Это понятие вменяемости - в смысле "способности к вменению" (моральному и юридическому) - образует ключ, необходимый для того, чтобы понять последующие старания Канта сохранить двойную - космологическую и этическую - артикуляцию термина вменения (как мы видели, обыденный язык отмечен ею до сих пор) как суждения, приписывающего кому-либо порицаемое действие как его подлинному виновнику. Сила идеи вменения у самого Канта состоит в сочетании двух более простых идей: приписывания действия некоему действователю и моральной, как правило, негативной квалификации этого действия. В "Метафизике нравов" Zurechnung (imputatio) в моральном значении определяется как "суждение, в котором кто-то рассматривается как виновник Urheber (causa libera)[ix] поступка (Handlung), называющегося в этом случае Tat (factum) и подчиняющегося законам". Эта дефиниция остается неизменной в "Учении о праве":

Действием (Tat) называется поступок в том случае, если он подчинен законам обязательности, и следовательно, если субъект рассматривается в этой обязательности в соответствии со свободой его произвола. Действующее лицо рассматривается благодаря такому акту как причина (Urheber) результата (Wirkung), и этот последний вместе с самим поступком может быть ему


вменен, если до этого известен закон, по которому на него налагается какая-то обязательность... Лицо - это тот субъект, чьи поступки могут быть ему вменены. Вещь - это предмет, которому ничто не может быть вменено[13].

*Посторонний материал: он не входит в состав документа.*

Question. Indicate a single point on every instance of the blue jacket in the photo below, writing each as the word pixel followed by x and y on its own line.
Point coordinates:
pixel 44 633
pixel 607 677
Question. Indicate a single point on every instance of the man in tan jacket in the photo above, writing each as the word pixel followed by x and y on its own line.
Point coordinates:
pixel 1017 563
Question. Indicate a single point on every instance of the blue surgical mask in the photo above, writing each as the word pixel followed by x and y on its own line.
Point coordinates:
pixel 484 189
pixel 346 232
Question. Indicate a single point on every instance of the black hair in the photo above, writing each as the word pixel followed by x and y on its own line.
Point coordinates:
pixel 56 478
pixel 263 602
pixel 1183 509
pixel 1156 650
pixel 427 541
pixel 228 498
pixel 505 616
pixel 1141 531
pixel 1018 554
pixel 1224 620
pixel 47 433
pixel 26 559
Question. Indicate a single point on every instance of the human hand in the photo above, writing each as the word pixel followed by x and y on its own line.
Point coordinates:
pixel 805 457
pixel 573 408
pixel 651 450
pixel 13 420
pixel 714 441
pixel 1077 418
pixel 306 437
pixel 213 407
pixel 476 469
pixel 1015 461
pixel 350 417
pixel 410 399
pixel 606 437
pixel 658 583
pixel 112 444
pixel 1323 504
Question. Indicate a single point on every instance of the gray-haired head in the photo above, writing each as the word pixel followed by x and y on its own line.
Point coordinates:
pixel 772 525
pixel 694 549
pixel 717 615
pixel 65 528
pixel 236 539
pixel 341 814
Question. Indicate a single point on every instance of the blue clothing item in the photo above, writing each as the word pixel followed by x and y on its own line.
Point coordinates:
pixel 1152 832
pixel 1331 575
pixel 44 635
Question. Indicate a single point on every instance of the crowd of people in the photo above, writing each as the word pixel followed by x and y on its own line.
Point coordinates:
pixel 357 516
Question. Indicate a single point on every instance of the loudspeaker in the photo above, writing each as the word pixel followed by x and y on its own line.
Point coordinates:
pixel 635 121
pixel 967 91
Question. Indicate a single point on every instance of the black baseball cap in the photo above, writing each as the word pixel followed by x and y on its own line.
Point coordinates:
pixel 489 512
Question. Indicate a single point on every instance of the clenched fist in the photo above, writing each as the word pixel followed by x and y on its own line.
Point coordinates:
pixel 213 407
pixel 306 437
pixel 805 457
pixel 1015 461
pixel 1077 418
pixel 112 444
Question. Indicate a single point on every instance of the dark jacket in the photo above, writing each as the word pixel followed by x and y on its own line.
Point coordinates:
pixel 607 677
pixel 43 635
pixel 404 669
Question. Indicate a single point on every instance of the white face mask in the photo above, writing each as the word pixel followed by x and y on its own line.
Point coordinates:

Но если мы хотим докопаться до корней этого космологоэтического образования идей вменения и вменяемости у Канта, то надо начинать не с "Метафизики нравов" и не с "Критики практического разума", а еще меньше - с "Учения о праве", но с "Критики чистого разума" и переходить прямо к третьей "космологической антиномии" "Трансцендентальной диалектики", где понятие вменения помещено в апоретическую ситуацию, откуда его поистине никогда невозможно изъять.

Нам известны термины формулировки этой антиномии.

Тезис:

Причинность по законам природы есть не единственная причинность, из которой можно вывести все явления в мире. Для объяснения явлений необходимо еще допустить свободную причинность.

Антитезис:

Нет никакой свободы, все совершается только по законам природы. [Кант, Критика чистого разума, М. 1994, С. 278-279].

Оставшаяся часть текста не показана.